The user stares at it.

They don’t know what a good [thing] looks like. They don’t know what they’re supposed to put in it. They don’t want to do it wrong. So they don’t click. They poke around a bit. They go back to their tab with 14 other things open. They don’t come back.

Users instinctively interpret blank screens through three lenses: technical failure, product confusion, or unappealing value. None of those interpretations lead to activation. All of them lead to churn.

The irony is that the product probably has exactly the value the user was looking for. The user just couldn’t see it from where they were standing.


What Good Step Twos Look Like

The products that solve this don’t wait for the user to build something. They show the user what “done” looks like first.

Notion doesn’t show you a blank page. It shows you a template gallery organized by use case. Airtable gives you sample bases. Figma gives you example files. The pattern is consistent: give users a starting point, not a blank canvas. “Pick a template” is a much easier ask than “imagine what you want.”

The underlying principle is a JTBD one. The user’s job isn’t “create a project.” Their job is “understand how this thing helps me do the thing I actually care about.” Step two should answer that job immediately — not through a tooltip or a guided tour, but by putting a working example of the product’s value directly in front of them.

A few things that move the needle:

Sample data, not empty screens. Let users interact with a pre-populated version of the product before asking them to build anything. The bar for “try it” is much lower than “set it up.”
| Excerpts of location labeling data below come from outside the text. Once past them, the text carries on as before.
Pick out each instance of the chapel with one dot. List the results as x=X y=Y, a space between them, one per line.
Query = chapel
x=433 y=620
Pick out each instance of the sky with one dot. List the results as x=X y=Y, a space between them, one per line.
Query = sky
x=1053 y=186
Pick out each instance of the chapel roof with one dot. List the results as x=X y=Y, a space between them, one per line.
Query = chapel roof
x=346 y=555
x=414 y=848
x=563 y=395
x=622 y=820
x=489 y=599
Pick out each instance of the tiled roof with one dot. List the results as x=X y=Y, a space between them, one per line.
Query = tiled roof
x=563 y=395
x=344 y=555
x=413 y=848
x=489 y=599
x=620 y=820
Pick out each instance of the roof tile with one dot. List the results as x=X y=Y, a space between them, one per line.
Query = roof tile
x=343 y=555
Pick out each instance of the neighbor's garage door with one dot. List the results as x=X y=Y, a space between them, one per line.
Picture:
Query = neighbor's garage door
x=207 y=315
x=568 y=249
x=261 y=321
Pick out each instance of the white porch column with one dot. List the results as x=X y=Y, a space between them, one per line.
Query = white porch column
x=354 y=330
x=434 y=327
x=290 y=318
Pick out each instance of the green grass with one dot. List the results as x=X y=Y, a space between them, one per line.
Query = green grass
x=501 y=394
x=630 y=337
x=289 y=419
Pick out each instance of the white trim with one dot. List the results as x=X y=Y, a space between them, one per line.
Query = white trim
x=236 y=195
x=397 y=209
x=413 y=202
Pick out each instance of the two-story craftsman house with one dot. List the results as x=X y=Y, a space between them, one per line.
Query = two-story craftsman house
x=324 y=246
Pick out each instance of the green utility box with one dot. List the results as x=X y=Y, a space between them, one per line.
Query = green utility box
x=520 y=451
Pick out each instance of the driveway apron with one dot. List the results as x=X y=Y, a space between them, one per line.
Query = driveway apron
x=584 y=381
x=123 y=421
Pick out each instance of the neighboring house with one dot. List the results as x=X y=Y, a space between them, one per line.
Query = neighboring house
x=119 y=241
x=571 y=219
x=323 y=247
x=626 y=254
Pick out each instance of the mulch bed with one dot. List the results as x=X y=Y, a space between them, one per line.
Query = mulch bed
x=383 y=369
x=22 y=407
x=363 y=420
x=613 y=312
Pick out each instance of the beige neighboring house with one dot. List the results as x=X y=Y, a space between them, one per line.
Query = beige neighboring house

Outcome-first framing. The first action in the flow should visibly connect to an outcome, not a setup task. “See what your [report/campaign/pipeline] looks like” is a different psychological ask than “add your first record.”

Progressive setup. Don’t ask users to import a full CSV, connect all integrations, or fill out a complete profile before they see what the product does. Ask for data after they’ve seen value — not as the price of admission to it.

One next action, clearly surfaced. The step two screen shouldn’t have five things to do. It should have one, with enough context that the user understands both what it is and why it matters.


The PM Takeaway

If you’re working on a PLG product and your activation rates are underwhelming, don’t start by auditing your email sequences or redesigning your feature tour.

Start by watching session recordings of users who signed up and never came back. Find the exact moment they stopped. In most cases, it’s earlier than you expect — and it’s sitting right at the edge of that first blank screen.

Onboarding drop-offs are usually an indication of friction, not rejection. The user didn’t decide they didn’t want your product. They decided the effort of figuring it out wasn’t worth it right now.

Step two is your one shot at changing that math.

Most teams design step one obsessively and leave step two to chance. The teams that win in PLG treat step two as seriously as the signup form — because it’s where the real conversion happens.